By alluding to Jews, Moslems (depiction of a camel) and native Africans, and by referencing those passages in the New Testament, this medal not only serves as an insult to these groups but also may suggest that they are ripe targets for conversion to Christianity.

Daniel Friedenberg observes that this medal may have had some official status as the rim is often stamped “CFP,” standing for “Cum Friderici Privilegio” (With Frederick’s Permission), referring to Frederick II of Saxony and Thuringia, who was Wermuth’s ruler at that time.

Alex Ben-Ariah notes that Wermuth may be mocking the events of recent history in his time: the Moslem Ottoman Empire was favorably disposed towards the Jews, particularly since the Spanish Inquisition of 1492 in which both Muslims and Jews were expelled from Spain; in 1683, four years prior to this medal's striking, the then mighty Ottoman Empire lost a key military campaign at the Battle of Vienna to the combined Holy Roman Empire, Hapsburg, German and Polish forces, which eventually led to its withdrawal from most of Europe.
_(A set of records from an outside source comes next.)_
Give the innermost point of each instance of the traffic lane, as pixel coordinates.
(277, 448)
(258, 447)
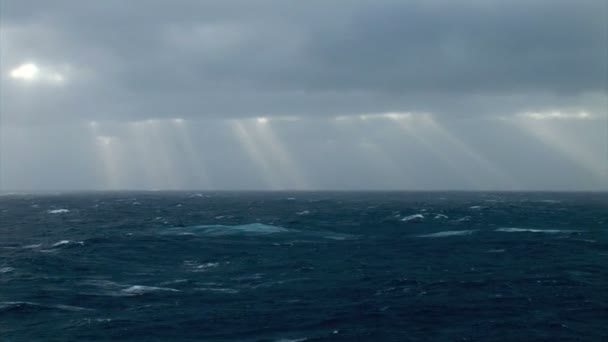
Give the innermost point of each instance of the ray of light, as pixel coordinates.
(565, 145)
(254, 152)
(194, 160)
(279, 155)
(410, 127)
(499, 178)
(108, 151)
(152, 154)
(372, 153)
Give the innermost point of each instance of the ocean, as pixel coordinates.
(304, 266)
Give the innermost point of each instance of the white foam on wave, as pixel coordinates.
(448, 233)
(67, 242)
(462, 219)
(11, 305)
(57, 211)
(141, 289)
(415, 217)
(217, 289)
(528, 230)
(220, 230)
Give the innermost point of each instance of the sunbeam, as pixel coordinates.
(499, 179)
(153, 156)
(371, 152)
(264, 169)
(108, 152)
(290, 171)
(409, 125)
(194, 161)
(548, 133)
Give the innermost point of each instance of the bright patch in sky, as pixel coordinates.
(26, 71)
(33, 72)
(556, 115)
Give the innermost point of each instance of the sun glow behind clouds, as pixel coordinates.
(26, 71)
(31, 72)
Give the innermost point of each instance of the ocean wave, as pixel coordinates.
(413, 218)
(67, 242)
(19, 306)
(141, 289)
(528, 230)
(448, 233)
(58, 211)
(6, 269)
(221, 230)
(217, 290)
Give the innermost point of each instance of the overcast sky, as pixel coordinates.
(279, 94)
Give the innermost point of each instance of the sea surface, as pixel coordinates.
(304, 266)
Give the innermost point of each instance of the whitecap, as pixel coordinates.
(217, 289)
(495, 251)
(220, 230)
(415, 217)
(527, 230)
(462, 219)
(6, 269)
(57, 211)
(448, 233)
(67, 242)
(141, 289)
(12, 305)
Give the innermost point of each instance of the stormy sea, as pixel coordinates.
(304, 266)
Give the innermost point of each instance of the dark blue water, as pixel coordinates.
(304, 266)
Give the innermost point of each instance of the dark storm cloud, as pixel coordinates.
(144, 59)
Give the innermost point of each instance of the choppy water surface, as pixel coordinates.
(160, 266)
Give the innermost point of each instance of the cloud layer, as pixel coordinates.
(130, 60)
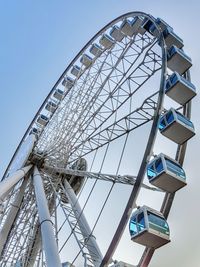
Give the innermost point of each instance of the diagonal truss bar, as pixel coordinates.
(128, 123)
(89, 239)
(123, 179)
(48, 239)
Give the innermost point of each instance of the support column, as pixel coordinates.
(48, 239)
(10, 219)
(90, 240)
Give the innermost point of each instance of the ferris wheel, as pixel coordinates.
(73, 187)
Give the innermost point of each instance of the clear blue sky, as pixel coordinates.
(39, 39)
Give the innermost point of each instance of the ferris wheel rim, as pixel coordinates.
(134, 13)
(167, 201)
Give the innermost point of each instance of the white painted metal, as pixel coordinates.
(48, 239)
(12, 215)
(9, 182)
(90, 240)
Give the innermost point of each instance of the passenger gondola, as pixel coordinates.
(176, 126)
(179, 89)
(148, 227)
(166, 174)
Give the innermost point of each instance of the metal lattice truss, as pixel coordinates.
(111, 98)
(94, 110)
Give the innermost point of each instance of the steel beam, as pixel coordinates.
(90, 241)
(10, 219)
(9, 182)
(46, 225)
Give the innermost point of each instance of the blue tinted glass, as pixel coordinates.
(159, 166)
(162, 123)
(172, 51)
(133, 227)
(185, 120)
(141, 222)
(169, 117)
(175, 168)
(158, 223)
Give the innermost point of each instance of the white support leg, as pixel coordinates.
(90, 240)
(48, 239)
(9, 182)
(10, 219)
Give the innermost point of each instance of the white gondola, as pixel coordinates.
(42, 120)
(76, 70)
(148, 227)
(106, 41)
(86, 60)
(170, 37)
(166, 174)
(96, 50)
(179, 89)
(137, 25)
(176, 126)
(58, 94)
(67, 264)
(130, 28)
(177, 60)
(116, 33)
(68, 82)
(122, 264)
(51, 106)
(162, 24)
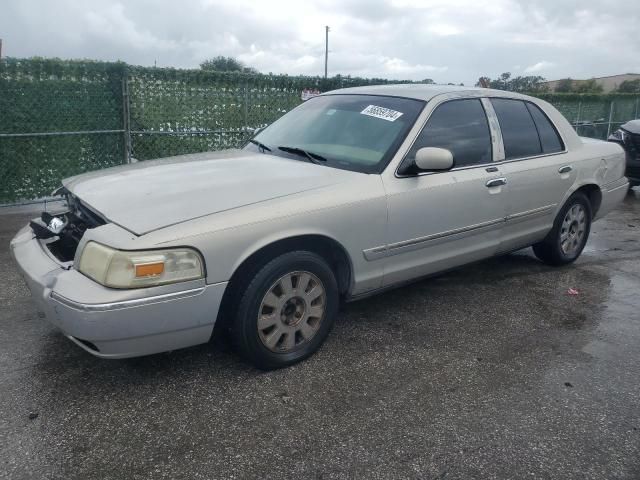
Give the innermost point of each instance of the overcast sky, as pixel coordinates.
(446, 40)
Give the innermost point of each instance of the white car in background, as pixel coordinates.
(351, 193)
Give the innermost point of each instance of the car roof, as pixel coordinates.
(420, 91)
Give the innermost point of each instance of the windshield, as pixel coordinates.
(352, 132)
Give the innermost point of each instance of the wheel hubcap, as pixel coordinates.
(573, 229)
(291, 311)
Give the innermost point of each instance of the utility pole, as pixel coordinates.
(326, 49)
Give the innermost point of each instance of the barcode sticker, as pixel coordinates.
(382, 113)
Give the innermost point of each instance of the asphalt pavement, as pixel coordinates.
(491, 371)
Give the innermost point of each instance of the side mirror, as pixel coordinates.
(432, 158)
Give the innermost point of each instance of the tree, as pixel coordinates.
(564, 86)
(629, 86)
(516, 84)
(587, 86)
(226, 64)
(483, 82)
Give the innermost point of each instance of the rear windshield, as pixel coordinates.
(352, 132)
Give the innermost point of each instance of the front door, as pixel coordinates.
(439, 220)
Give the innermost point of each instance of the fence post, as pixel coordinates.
(126, 118)
(610, 118)
(245, 120)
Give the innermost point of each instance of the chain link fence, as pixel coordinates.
(59, 118)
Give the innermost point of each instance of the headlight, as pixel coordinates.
(135, 269)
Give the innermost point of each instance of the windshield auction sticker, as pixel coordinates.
(381, 112)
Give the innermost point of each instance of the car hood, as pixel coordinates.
(153, 194)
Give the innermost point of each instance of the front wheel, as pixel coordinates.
(569, 234)
(286, 311)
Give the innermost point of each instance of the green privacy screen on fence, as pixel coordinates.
(60, 118)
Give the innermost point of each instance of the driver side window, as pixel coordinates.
(461, 127)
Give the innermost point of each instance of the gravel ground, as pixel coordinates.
(491, 371)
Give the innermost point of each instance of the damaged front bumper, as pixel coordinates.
(112, 323)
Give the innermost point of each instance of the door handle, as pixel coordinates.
(496, 182)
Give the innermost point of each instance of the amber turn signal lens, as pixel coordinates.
(149, 269)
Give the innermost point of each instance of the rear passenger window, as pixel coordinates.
(548, 135)
(461, 127)
(519, 133)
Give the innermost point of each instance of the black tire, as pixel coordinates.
(550, 249)
(244, 329)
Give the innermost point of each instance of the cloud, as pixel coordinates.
(447, 40)
(538, 67)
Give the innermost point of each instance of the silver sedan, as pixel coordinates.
(353, 192)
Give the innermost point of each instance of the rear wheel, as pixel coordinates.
(569, 234)
(286, 311)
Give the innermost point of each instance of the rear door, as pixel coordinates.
(438, 220)
(538, 175)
SATIRICAL, ANTI-SEMITIC MEDALS RELATED TO ECONOMICS

In the course of the Middle Ages, the power structure in Europe gradually ousted Jews from the fields of trade, crafts and agriculture, forcing them to serve as bankers and tax collectors for the nobility. Also, since the church forbade Christians to lend money at interest, some Jews became money lenders, one of the few occupations left open to them. Because Jews were required by law to pay exorbitantly high taxes to the aristocracy, the Jewish moneylenders were allowed to charge high rates of interest. Thus, the wrath of the debtors was aimed at the Jews, rather than against the ruling classes. Jews were, therefore, often looked upon disparagingly, and one of the common charges levied against them relate to their association with money lending, commerce and banking.

An example of a page from a manuscript, published in the 13th century, portraying an encounter between a loan seeker and a Jewish money lender is shown in figure 13.